I have been on a weight-loss journey for what feels like my entire life. I’m heading to the age of 50 in a couple short years and I’m asking myself, “Why now? You’ve been you, the way you are right now all your life. Why are you still trying?”

Over the years, my reasons have changed. In my teens and 20s I just wanted to look and feel beautiful. My 30s, I was a new mother and wanted to keep up with my growing babies, and not be the overweight mom. In my 40s it became about my health. I want to be a healthy Gramma, and not have my kids babysit me while growing their own families.

I’ve learned dieting – as the weight loss world knows it – is not the answer. Don’t get me wrong, in order to lose weight, I have to change the way I eat. Eat less, move more is usually the way it works, but there’s more to it than that. When I was in my 20s it was starting to be advertised as it’s a lifestyle change. It is! A lifestyle change. Not just in the diet I eat and the exercise I do, but in how I love and respect my own body.

It’s about how I love myself. That to me sounded so selfish the first few times I heard it.
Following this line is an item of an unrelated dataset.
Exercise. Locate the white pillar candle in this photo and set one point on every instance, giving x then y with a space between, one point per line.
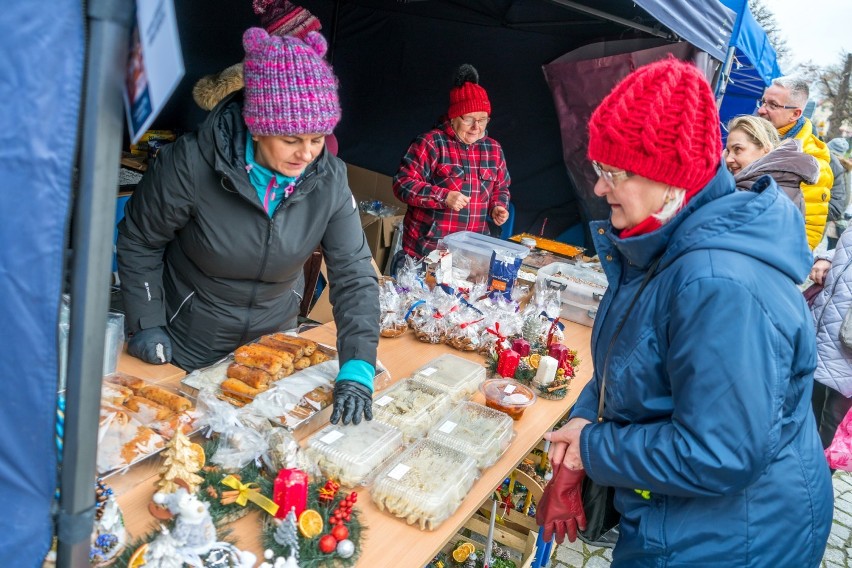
546 371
I soon learned, that doesn’t mean only take what I want, being on my own when I want to be, no matter who gets left out in the cold. It just means treat myself the way I treat anyone else I love, with love and respect.

I taught my kids to eat healthy when they were toddlers, now as teenagers and young adults, their eating habits are more like mine: eat what I want, when I want it. I’ve always joked, “I should eat to live, but I’d rather live to eat.” I need to change this way of thinking. Food is my fuel to keep my body working. I eat for enjoyment more than to get it running!

I am currently working on small goals to get on the right track, these are:

I’m not giving up on this journey, I will learn to love myself, with true love and respect, and I will teach my clients to do the same, not only through my own experiences but what I have learned through my certification course.